Current home care service are to a large extent task oriented with a limited focus on care recipient's involvement. Furthermore, studies have shown that low care recipients' involvement might decrease older people's quality of life. Person-centred care focusing on involvement has improved the quality of life and the satisfaction with care for older people in health care and nursing homes but there is a lack of knowledge about the effects and meaning of a person-centred interventions in aged care at home. Present study describes the evaluation of a person-centred and health-promoting intervention.
This is a non-randomised controlled trial with a before-after approach. The investigators will include 270 home care recipients \>65 years, 270 family members and 65 staff in intervention group and control group respectively. Participants will be recruited from a municipality in northern Sweden. The intervention involves letting the person and family together with contact nurse prioritise care content and make rearrangements to make sure the home care service maximises the potential to satisfy psychosocial, physical, and functional needs and increasing health. Outcome assessment will focus on; a) quality of life (primary outcomes), thriving and satisfaction with care for older people, b) caregiver strain, informal caregiving engagement and satisfaction with care for relatives, c) job satisfaction and stress for care staff. Evaluation will be performed by questionnaires and interviews.
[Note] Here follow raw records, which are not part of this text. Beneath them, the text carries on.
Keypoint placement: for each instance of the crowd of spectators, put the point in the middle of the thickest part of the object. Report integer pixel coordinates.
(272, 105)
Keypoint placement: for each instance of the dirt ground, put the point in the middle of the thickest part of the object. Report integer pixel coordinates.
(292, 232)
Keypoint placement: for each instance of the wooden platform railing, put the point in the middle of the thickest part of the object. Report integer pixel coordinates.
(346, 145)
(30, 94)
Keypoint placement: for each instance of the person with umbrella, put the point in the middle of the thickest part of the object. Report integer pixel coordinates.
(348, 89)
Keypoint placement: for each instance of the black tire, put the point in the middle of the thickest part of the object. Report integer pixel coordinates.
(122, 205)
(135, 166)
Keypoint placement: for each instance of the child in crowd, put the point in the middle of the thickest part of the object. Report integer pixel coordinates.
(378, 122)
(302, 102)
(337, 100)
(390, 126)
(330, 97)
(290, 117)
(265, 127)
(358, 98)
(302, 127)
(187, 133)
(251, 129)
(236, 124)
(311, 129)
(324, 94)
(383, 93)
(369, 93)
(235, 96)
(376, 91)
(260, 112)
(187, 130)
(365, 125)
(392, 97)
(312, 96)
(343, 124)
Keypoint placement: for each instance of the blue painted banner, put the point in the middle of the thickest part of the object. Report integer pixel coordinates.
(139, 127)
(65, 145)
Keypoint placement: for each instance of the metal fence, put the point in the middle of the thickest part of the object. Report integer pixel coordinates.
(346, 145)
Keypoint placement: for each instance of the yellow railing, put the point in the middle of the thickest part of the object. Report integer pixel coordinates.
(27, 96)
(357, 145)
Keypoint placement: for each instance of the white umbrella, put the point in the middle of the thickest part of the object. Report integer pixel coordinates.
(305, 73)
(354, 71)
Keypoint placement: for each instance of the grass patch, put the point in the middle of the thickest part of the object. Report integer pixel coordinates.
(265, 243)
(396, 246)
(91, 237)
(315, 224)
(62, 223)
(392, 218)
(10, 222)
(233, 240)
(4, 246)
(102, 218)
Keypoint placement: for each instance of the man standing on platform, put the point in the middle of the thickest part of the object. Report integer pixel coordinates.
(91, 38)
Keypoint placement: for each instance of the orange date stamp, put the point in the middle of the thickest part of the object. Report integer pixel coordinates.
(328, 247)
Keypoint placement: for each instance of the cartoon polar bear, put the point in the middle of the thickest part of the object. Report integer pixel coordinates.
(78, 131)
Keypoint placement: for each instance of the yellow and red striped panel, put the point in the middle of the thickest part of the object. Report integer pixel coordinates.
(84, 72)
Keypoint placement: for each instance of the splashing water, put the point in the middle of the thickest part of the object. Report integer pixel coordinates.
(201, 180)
Person-centred home care services have the potential to improve the recurrently reported sub-standard experiences of home care services and the study result will hopefully lead the way in establish a person-centred and health-promoting model in aged care and living conditions for older people.
Study Type
INTERVENTIONAL
Allocation
NON_RANDOMIZED
Purpose
HEALTH_SERVICES_RESEARCH
Masking
NONE
Enrollment
81
Firstly, staff will take part in an educational program on the content and operationalization of the central theoretical components person-centeredness and health exploratory conversation. Secondly, staff will participate in supervised skill training in how to accomplish person-centered and health exploratory conversation. Thirdly, the staff will have a person-centred and health exploratory conversation with purpose to evaluate the extent to which current home care service practice meet the older person´s need and maintain or make rearrangement in provided care to maximise older people's health. Finally, staff will participate in clinical supervisory sessions with an aim to support and facilitate ongoing operationalization phase.
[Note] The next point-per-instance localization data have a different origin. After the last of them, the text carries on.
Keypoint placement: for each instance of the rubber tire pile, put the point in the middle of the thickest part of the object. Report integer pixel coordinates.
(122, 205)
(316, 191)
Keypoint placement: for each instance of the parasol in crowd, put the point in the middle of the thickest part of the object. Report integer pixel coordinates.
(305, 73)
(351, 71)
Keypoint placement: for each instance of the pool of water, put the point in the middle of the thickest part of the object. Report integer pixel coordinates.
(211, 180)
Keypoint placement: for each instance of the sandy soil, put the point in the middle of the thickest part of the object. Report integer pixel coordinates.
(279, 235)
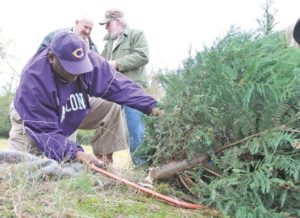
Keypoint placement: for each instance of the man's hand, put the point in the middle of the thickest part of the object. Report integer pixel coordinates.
(88, 159)
(113, 64)
(156, 112)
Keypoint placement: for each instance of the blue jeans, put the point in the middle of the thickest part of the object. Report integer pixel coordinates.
(136, 129)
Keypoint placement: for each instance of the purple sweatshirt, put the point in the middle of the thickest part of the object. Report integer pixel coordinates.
(52, 109)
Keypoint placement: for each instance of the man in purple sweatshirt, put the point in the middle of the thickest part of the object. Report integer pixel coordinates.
(58, 94)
The control group will be offered a lecture about dementia based on staff wishes and a usual care paradigm will guide the control units, i.e. a continuation with practice as usual. Control units will receive the intervention protocol and study results at the end of the study.
Change of Quality of Life assessed with the Nottingham Health Profile scale
The Nottingham Health Profile scale will be used to assess quality of life. Nottingham health profile includes 38 items in six dimensions: energy level, pain, emotional reaction, sleep, social isolation, and physical abilities. Each item is answered through Yes/No statements and range from best (0) to worst (100) possible score. The Nottingham Health Profile has been found to be sensitive for changes, valid and reliable.
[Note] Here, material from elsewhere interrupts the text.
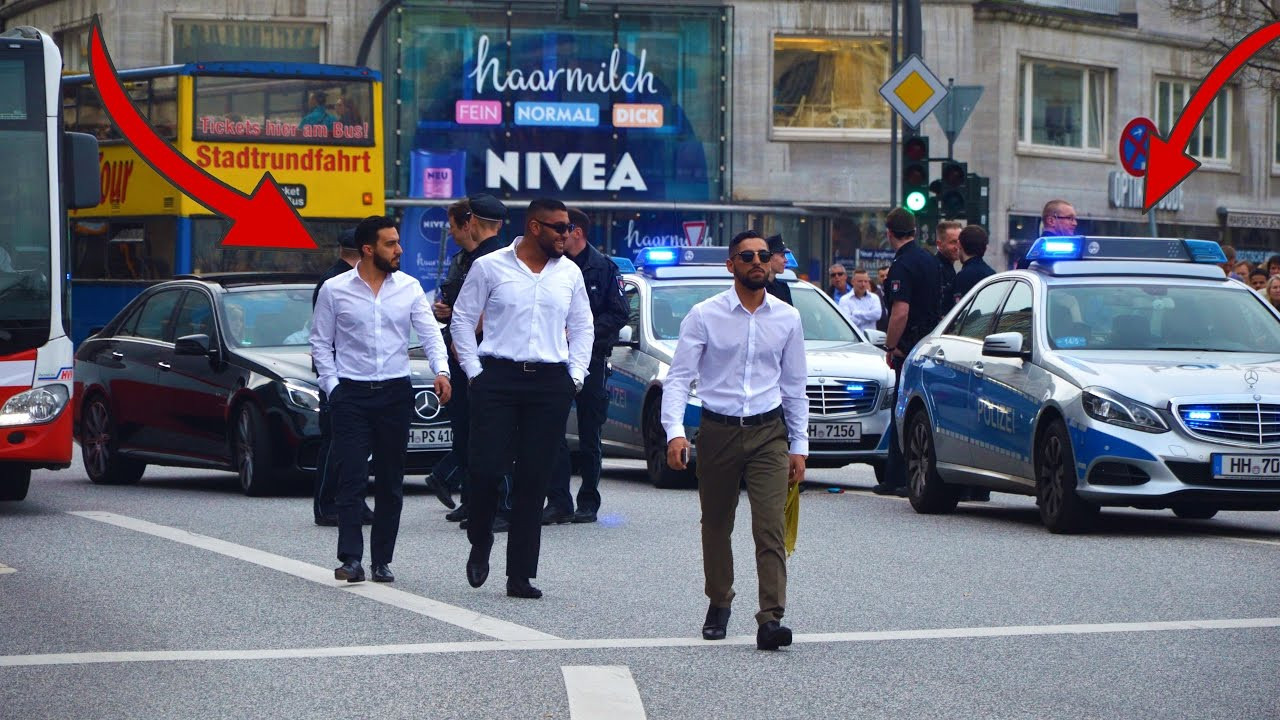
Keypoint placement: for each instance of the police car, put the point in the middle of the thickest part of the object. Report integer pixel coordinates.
(850, 388)
(1112, 372)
Time frame: Baseline, 12 and 24 month follow-up
Change of Quality of Life assessed with the EQ-5D
As a complement, the EQ-5D will also be used to assess quality of life. The EQ-5D consists of two parts, a health state description and a visual analogue scale. The health state description comprises five dimensions: mobility, self-care, usual activities, pain/discomfort and anxiety/depression. Each dimension has five levels on a Likert-scale: none (0) to extreme (4). The visual analogue scale rates participants overall health between endpoints, worst imaginable health (0) and best imaginable health (100). EQ-5D has been found to be sensitive for changes and valid.
Time frame: Baseline, 12 and 24 month follow-up
Change in thriving assessed with the Thriving of Older People Assessment Scale
Thriving will be assessed with The Thriving of Older People Assessment Scale which includes 32 items and consists of five sub-scales: resident attitude towards the place where they are living, quality of the care and care-givers, activities and peer relationships, opportunities to keep in touch with people and places of importance, and qualities in the physical environment. Each item has six answer alternatives on a Likert-scale ranging from No (1) to Yes, I agree completely (6). The Thriving of Older People Assessment Scale has been found to be valid and reliable.
Time frame: baseline, 12 and 24 month follow-up
Change in satisfaction with home care service assessed with the Quality of Care from the Patients' Perspective
Satisfaction with home care service will be measured with The Quality of Care from the Patients' Perspective which includes 64 items and consists of four dimensions: medical-technical competence (11 items), physical-technical conditions (10 items), identity-oriented approach (30 items) and social-cultural atmosphere (13 items). Each item should be answered in two ways; perceived reality and subjective importance. Perceived reality range between Not applicable (1) to Fully agree (5) on a five level Likert-scale while the subjective importance range between Of very great importance (1) to of little importance (4). The Quality of Care from the Patients' Perspective has been found to be valid and reliable.